Opening Note: This is one of the most defeating pieces I’ve ever sat down to write. I do not intend it as further demoralization in a sea of ubiquitous bad news and unprecedented unmooring. I intend it rather, as a modest addition to the beautiful calls issued by fellow educators in the past weeks to just Slow. Ourselves. Down. I am writing a series of quick autoethnographic snapshots of life as a graduate student-mother right now with the much more important intention of arguing that whatever I’m facing, students and workers with far less privilege and stability than I enjoy right now are facing much worse. At this time, we cannot prioritize academic rigor or “excellence,” whatever that means. We can at best attempt to provide some frameworks to help our students process what is happening (even though none of us really knows what is happening), or some modicum of distraction. Mostly though, we can model the urgency to choose care over “continuity.”

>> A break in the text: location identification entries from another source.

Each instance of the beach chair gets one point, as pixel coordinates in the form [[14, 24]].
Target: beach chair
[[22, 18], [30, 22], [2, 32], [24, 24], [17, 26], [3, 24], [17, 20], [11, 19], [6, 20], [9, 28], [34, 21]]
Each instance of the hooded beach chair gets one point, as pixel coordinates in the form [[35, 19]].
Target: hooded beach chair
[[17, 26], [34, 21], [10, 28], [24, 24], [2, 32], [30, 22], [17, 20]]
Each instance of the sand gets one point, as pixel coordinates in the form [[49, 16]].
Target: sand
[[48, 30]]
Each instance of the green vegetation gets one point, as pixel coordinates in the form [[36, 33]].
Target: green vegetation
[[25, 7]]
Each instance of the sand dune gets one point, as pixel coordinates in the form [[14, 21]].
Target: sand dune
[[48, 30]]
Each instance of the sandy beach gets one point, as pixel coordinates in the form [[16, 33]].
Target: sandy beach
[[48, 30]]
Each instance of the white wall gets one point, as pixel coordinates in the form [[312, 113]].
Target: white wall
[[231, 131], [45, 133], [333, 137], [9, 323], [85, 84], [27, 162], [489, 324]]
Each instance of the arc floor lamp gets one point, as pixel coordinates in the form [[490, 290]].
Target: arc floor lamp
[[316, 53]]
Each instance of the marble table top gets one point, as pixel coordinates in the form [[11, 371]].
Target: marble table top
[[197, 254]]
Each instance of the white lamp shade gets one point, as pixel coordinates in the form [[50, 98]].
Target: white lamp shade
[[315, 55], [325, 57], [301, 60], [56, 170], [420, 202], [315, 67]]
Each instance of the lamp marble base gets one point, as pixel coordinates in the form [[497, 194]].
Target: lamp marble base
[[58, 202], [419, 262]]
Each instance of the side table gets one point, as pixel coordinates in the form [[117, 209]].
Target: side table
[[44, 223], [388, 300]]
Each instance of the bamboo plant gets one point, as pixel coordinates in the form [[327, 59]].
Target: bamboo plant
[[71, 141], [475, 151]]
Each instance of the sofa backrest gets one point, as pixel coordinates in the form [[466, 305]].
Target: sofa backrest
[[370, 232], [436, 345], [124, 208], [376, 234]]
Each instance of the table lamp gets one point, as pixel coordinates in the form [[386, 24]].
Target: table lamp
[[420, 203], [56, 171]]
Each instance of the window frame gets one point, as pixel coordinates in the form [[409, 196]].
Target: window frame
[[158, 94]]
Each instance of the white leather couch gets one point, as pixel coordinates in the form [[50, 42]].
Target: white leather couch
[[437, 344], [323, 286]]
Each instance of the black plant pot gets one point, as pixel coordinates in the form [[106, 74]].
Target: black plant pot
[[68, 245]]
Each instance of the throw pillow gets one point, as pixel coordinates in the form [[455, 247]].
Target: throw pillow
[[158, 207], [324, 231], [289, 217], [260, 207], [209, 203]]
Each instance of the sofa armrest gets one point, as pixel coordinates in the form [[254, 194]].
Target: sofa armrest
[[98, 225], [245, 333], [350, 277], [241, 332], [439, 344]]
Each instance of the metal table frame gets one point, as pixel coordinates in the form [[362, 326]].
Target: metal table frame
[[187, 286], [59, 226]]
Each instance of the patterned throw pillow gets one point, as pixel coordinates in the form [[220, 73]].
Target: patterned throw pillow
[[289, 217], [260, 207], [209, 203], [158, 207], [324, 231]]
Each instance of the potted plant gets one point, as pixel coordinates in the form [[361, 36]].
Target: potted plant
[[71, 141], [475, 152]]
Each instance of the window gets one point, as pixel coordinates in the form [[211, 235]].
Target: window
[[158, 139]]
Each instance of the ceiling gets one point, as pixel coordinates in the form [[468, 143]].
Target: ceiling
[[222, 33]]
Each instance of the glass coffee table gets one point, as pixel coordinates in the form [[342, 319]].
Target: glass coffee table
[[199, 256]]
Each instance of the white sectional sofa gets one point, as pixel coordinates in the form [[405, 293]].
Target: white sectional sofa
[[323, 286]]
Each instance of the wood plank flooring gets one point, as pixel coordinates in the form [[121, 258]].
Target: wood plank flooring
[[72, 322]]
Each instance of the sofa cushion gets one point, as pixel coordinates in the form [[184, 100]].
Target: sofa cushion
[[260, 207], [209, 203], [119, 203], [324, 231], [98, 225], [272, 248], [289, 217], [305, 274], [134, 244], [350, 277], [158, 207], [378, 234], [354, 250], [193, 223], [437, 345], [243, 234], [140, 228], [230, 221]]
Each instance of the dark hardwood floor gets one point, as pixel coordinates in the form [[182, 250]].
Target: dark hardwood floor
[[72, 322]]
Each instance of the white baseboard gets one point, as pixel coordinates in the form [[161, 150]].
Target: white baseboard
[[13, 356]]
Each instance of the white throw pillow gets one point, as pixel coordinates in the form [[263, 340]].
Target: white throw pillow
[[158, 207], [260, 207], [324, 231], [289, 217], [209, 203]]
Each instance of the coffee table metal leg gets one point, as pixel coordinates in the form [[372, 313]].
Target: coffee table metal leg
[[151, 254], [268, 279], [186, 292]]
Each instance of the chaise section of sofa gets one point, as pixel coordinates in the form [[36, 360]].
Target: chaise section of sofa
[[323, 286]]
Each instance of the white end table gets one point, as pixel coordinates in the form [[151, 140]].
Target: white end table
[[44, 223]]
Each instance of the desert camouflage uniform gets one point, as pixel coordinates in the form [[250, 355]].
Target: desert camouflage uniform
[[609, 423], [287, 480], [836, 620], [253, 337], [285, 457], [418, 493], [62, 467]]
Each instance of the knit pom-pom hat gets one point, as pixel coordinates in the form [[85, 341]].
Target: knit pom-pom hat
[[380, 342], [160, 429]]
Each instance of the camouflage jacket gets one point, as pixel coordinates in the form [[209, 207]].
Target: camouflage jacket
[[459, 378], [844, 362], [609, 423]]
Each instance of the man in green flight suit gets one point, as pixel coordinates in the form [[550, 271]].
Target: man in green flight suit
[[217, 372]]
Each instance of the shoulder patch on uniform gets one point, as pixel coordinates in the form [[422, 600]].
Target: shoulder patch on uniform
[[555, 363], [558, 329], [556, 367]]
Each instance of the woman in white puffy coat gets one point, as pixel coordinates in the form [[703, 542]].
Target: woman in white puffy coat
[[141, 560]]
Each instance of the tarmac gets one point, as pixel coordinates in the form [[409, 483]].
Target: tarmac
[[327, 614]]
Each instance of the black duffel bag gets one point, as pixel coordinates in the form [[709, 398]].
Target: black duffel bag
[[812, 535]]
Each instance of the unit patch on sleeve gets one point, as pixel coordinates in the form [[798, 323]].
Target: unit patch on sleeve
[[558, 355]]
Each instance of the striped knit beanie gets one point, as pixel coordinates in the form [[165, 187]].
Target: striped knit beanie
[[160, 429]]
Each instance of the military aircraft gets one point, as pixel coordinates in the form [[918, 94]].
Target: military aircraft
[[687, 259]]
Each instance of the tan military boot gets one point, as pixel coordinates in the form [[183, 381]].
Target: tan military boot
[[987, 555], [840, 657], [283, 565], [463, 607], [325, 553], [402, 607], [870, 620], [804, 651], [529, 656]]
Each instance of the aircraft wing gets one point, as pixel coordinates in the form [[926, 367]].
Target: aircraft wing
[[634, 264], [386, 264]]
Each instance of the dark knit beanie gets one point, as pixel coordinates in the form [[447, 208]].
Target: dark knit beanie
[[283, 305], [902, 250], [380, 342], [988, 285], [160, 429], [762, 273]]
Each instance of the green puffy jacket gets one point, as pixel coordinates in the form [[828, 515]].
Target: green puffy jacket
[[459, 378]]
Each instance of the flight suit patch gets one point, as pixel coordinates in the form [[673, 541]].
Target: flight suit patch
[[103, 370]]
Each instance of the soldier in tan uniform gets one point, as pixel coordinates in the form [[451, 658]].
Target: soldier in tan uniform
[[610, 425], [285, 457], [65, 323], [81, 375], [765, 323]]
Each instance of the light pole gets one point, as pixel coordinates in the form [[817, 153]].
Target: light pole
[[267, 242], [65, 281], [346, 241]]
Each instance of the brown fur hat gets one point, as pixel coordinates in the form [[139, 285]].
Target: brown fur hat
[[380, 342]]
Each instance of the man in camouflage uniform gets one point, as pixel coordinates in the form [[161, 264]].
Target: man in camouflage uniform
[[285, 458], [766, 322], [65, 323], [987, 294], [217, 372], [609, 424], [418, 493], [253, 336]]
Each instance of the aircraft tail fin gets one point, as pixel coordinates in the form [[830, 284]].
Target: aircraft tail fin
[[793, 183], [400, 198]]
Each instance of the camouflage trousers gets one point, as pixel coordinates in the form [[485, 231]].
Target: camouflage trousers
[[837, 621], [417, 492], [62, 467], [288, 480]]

March 25, 2020Brown University announced yesterday that it would be freezing all hiring for the rest of this year, and for the 2020-2021 Fiscal Year. I feel like it’s only a matter of time before other schools follow suit. My plans for going on the job market next year are looking increasingly grim. And because of the bottle neck such a freeze will generate in all of academia, said plans will likely remain thwarted throughout the next year as well. Faced with shrinking job prospects in a market that already felt impossible, I’m experiencing a profound sense of disorientation as to what I should be spending my days doing.My life as a grad student mother before all this was very much defined by a house-of-cards balance between time and efficiency. But at least I had a relatively solid idea of what constituted an “efficient” use of my time (advancing on a dissertation chapter, applying for a grant, grading, prepping discussion section). But now I feel no anchor, no framework of rationality informing my decisions about what to do next. My husband and I are taking three-hour shifts to watch our thirteen-month old child. When I hand our baby-baton off to him and sit down at my desk, I stare at my computer screen not even knowing where to start. Should I be writing this piece or getting ahead a few weeks on recording my lectures because who knows what’s going to happen next? Should I go stock up on my anxiety medication because who knows what’s going to happen next (an uncertainty which, of course, is making me more anxious)? Should I call my parents in New York City yet again to yell at them to stop sitting on public benches during their beloved Central Park walks, because who knows what’s going to happen next? Should I say screw it all and just go spend time with my son and partner, because no matter what happens next, nothing else could ever matter more?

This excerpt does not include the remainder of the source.